Metadata-Version: 2.4
Name: algosrl
Version: 0.1.0
Summary: Algorithm OS RL: An RL module for AlgOS
Home-page: https://github.com/LlewynS/algosrl
Author: LlewynS
Author-email: algos251@gmail.com
Classifier: Programming Language :: Python :: 3
Classifier: License :: OSI Approved :: GNU Affero General Public License v3
Classifier: Operating System :: OS Independent
Requires-Python: >=3.10
Description-Content-Type: text/markdown
License-File: LICENSE
Requires-Dist: algos_core==0.1.0
Requires-Dist: gym-dcmotor==0.2
Requires-Dist: gymnasium==0.29.1
Requires-Dist: numpy==1.23.5
Requires-Dist: optuna==4.2.1
Requires-Dist: pytest==7.2.2
Requires-Dist: setuptools==65.5.0
Requires-Dist: stable_baselines3==2.4.0
Requires-Dist: torch==2.0.1
Requires-Dist: gymnasium_robotics==1.2.3
Requires-Dist: highway_env==1.8.2
Dynamic: author
Dynamic: author-email
Dynamic: classifier
Dynamic: description
Dynamic: description-content-type
Dynamic: home-page
Dynamic: license-file
Dynamic: requires-dist
Dynamic: requires-python
Dynamic: summary

# AlgOSRL: RL Module For AlgOS
This module utilises [AlgOS](https://github.com/llewynS/algos) as its core and provides an interface for implementing reinforcement learning algorithms. 

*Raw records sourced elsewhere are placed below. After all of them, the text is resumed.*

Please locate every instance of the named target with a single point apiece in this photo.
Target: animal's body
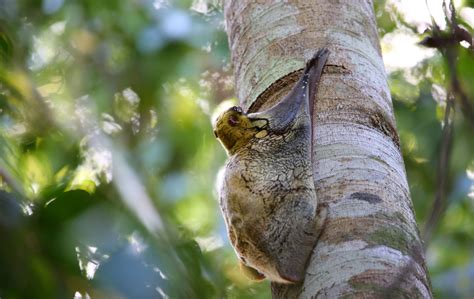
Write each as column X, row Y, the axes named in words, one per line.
column 267, row 195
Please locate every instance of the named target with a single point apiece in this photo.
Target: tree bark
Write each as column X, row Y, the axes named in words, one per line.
column 370, row 246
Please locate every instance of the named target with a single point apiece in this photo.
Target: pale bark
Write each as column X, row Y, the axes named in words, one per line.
column 370, row 246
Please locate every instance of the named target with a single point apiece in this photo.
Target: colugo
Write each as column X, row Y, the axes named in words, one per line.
column 267, row 194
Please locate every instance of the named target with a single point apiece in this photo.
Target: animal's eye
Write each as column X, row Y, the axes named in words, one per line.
column 233, row 120
column 237, row 109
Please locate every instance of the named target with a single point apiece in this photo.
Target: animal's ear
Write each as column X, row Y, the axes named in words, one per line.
column 300, row 98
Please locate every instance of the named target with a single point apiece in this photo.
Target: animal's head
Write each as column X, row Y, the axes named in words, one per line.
column 235, row 129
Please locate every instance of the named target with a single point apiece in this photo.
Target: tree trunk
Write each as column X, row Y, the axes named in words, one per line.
column 370, row 246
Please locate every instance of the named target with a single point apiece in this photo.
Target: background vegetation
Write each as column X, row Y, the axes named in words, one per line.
column 108, row 161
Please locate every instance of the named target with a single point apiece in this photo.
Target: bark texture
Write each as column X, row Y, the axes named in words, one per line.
column 370, row 247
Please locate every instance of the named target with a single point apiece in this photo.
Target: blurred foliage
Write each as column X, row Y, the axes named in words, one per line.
column 108, row 162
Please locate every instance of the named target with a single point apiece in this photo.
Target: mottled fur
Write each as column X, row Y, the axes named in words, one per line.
column 267, row 195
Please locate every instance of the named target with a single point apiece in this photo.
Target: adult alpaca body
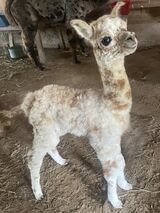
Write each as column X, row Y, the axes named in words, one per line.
column 29, row 14
column 101, row 115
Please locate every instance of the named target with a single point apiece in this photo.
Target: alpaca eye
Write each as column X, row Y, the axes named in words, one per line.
column 106, row 40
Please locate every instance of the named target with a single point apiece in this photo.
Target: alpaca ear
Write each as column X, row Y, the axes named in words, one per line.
column 116, row 10
column 82, row 28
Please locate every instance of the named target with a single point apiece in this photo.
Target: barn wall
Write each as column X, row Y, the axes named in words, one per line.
column 145, row 22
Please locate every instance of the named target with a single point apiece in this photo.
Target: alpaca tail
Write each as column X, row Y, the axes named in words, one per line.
column 8, row 12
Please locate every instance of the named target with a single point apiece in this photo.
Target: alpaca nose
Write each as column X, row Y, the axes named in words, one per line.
column 131, row 37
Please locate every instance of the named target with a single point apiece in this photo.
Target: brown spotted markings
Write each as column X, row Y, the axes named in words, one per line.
column 100, row 115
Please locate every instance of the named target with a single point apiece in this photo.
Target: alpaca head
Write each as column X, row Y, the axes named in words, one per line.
column 108, row 35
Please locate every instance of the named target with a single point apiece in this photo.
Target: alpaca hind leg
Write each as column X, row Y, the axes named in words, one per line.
column 121, row 181
column 36, row 156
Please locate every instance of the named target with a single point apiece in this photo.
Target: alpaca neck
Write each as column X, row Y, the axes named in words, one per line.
column 116, row 88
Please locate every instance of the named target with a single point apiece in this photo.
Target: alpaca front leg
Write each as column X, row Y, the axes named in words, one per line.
column 34, row 163
column 111, row 179
column 111, row 170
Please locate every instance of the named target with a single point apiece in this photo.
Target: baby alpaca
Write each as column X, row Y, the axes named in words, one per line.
column 102, row 116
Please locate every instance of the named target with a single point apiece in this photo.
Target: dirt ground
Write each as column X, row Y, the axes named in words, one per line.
column 77, row 187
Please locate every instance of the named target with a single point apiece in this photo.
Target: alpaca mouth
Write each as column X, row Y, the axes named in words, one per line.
column 130, row 46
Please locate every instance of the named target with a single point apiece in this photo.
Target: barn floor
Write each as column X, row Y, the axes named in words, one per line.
column 77, row 187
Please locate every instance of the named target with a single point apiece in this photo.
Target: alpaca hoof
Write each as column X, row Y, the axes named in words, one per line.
column 39, row 196
column 127, row 186
column 64, row 162
column 117, row 204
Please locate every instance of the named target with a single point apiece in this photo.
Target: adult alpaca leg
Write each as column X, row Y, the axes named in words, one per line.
column 28, row 38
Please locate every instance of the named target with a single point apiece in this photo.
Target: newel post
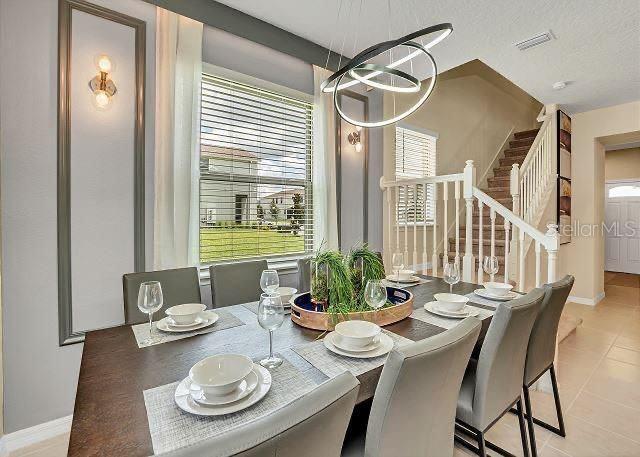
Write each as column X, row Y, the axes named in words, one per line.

AlgOS provides standardised:
* experimental interface,
* self organising algorithmic segments via [AbstractParametered](https://github.com/llewynS/algos/blob/main/algos/interfaces/abstractbaseclasses/hyperparameter.py#L142) and [AbstractComponent](https://github.com/llewynS/algos/blob/main/algos/interfaces/abstractbaseclasses/component.py),
* logging (can replace tensorboard logging with internal logger as .record interface is same),
* central DB schema that supports PostgreSQL and MySQL (integrates with Optuna DB),
* factory methods for dependency injection,
* hyperparameter for automated hyperparameter optimisation, and
* input parsing for automated script generation. 

AlgOSRL extends this to work in the reinforcement learning space by:
* providing an RLExperiment and RLComponent interface to extend,
* a numpy replay buffer that offers indexed access,
* wrappers for goal based RL that work with the maze environments from [robotics_gymnasium](https://robotics.farama.org/),
* wrapper for [stable baselines 3](https://stable-baselines3.readthedocs.io/en/master/) that allow the use of their off-policy agents, and
* an evaluator for goals based on their coverage. 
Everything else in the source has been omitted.